Behind him there were only palms and sand for a long distance, the palms growing ever closer together as they moved away from the water until the forest of their columniated trunks seemed architectural, like some palace maze becoming as it progressed more and more draped with creepers and lianas with green, scarlet, and yellow leaves, the palms interspersed with bamboo and deciduous trees dotted with flaming orchids until almost at the limit of his sight the whole ended in a spangled wall whose predominant color was black- green.

This style may appeal to some, but personally, I find it detracts from, rather than enhances, the story, burying it in dense descriptions and slowing adjectives that make the text difficult to read.

As The Death of Doctor Island progressed, I understood more of Nicholas’ predicament, but inversely, I came to care less and less about it. The reading of The Death Of Doctor Island, like Fifth Head before it, became a chore rather than a pleasure. When the death of the title came, it had no emotional impact for me whatsoever. Also, The Death Of Doctor Island is part of a trilogy where “Death”, “Doctor” and “Island” are rearranged to create a new story, so as a reader, I was aware that the story was nothing more than an exercise, therefore invoking a feeling of emotionless intellectualism, and little else. (However, The Death of the Island Doctor is a much better story for reasons mentioned below.)

In Forlesen, my final example of his longer works in the collection, the main character, called Forlesen, wakes up in an ordinary, if futuristic, domestic situation with no recollection of how he got there. It’s (relatively) clear from the start that he is trapped in some Kafkaesque nightmare and, as the story progresses, he goes through a number of situations showing he has little control over what happens to him and we learn that his, and everyone else’s, life has been accelerated, so he lives and dies in the space of one day. While Forlesen is in a position akin to Josef in The Trial, he doesn’t fight his situation and merely accepts it despite a few misgivings. This made the story tedious and it was difficult to empathize with the character. I wanted the protagonist to react to the possible simulacrum he found himself in, but he did nothing except act as a means through which the reader could look at Wolfe’s hellish world. Again, the protagonist was an intellectual tool of a story that is acutely aware that it is merely a piece of fiction and nothing more. Perhaps others would enjoy attempting to work out where and why Forlesen is in this position, but, as with Number Five and Nicholas, I just didn’t care enough about him to put in the effort.

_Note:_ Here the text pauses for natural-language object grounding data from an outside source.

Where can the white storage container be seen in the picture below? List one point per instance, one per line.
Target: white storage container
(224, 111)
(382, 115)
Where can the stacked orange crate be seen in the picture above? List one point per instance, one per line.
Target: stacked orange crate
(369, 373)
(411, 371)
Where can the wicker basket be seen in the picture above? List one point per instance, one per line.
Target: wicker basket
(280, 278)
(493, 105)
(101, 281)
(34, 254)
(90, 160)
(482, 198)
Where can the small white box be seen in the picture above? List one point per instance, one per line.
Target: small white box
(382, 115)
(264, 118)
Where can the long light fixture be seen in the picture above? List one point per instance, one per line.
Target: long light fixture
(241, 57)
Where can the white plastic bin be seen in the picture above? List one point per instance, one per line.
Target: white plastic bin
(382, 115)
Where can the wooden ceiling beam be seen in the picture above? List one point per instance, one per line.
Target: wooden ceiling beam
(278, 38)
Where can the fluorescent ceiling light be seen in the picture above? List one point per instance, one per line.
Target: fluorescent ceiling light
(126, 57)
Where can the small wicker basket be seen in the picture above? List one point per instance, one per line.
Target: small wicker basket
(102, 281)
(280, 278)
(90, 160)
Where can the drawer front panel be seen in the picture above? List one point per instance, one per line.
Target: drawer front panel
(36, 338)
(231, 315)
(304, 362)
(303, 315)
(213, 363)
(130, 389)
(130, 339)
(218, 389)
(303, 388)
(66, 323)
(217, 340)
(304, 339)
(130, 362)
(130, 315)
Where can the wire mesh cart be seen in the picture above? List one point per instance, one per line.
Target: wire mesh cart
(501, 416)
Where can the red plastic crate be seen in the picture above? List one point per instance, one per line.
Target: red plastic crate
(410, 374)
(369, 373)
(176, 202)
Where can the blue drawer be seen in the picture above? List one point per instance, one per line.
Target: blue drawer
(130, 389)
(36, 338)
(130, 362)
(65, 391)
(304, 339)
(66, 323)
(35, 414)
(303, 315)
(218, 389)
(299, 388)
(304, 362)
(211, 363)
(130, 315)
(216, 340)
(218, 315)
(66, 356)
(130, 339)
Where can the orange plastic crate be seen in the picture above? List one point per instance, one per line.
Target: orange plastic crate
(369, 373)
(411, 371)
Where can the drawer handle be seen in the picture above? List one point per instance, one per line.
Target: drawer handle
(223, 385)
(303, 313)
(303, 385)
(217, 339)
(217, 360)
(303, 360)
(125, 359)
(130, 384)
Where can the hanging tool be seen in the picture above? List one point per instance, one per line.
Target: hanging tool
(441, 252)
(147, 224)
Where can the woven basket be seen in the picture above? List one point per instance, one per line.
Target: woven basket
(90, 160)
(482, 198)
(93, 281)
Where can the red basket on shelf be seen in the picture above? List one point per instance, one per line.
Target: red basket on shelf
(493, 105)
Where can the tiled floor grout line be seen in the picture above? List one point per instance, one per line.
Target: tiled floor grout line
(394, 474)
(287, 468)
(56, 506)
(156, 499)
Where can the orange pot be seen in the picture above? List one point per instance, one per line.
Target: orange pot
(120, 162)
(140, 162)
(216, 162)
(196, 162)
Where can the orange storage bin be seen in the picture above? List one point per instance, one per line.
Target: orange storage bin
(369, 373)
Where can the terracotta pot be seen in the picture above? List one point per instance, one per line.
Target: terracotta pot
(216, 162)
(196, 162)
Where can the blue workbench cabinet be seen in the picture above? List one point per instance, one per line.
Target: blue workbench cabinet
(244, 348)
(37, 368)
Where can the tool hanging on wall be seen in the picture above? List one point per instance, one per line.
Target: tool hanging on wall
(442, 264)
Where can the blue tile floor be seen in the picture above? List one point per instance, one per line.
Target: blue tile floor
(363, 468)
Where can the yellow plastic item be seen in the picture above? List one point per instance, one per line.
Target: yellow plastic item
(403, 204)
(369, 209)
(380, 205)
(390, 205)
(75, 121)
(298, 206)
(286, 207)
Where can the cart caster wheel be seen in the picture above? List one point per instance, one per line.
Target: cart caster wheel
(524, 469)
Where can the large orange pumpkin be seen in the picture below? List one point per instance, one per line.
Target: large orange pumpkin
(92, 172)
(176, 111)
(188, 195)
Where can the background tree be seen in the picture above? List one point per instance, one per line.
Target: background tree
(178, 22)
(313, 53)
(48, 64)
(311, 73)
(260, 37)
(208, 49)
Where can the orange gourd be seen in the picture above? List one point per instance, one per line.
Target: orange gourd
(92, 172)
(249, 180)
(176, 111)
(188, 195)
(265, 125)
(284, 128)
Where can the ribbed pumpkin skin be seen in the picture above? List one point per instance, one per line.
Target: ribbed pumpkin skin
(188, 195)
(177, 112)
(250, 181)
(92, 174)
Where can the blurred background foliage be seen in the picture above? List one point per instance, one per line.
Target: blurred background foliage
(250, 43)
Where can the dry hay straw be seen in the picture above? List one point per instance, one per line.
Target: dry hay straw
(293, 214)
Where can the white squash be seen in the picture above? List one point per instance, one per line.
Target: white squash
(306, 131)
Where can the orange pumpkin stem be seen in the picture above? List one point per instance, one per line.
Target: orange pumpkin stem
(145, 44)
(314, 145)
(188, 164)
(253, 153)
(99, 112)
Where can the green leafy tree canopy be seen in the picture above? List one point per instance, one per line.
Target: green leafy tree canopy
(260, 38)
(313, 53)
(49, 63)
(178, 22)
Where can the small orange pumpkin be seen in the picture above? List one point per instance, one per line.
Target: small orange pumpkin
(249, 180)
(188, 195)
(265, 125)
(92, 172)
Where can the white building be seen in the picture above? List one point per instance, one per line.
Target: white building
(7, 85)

Overall, Wolfe could have gotten away with these overly-intellectualised themes if he had made the prose briefer and more direct, and the characters more realistic, but the ponderous nature of the stories and the shallow characterisation make them grating to read, alienating the casual reader. I imagine that studying these stories in a class, or poring over their meaning in a thesis, would appeal to some, but aesthetic problems with the texts will put many people off.

However, and this is a big “however”, there were times where I was genuinely impressed by his writing. When Wolfe wrote much shorter stories and placed them in a more contemporary and perhaps prosaic setting, like Kevin Malone, From the Desk of Gilmer C. Merton, The Death of the Island Doctor, and Red beard, I found that I enjoyed them immensely. They were clear, concise, entertaining, human, and humorous, and showed that Wolfe could be an intelligent and observant person, rather than a dry academic toying with metaphysical concepts in borderline-sadomasochistic text. From the Desk of Gilmer C. Merton, for example, is just an exchange of letters between a new writer and his agent and is very entertaining (especially when reading the frustrations of the writer trying to get his first advance), while Kevin Malone is about an out-of-work couple given a luxurious lifestyle without knowing why. It is an interesting look at people’s perceptions of their places within society. Sadly, though, there aren’t enough of these sorts of stories within the collection to really recommend that people seek it out.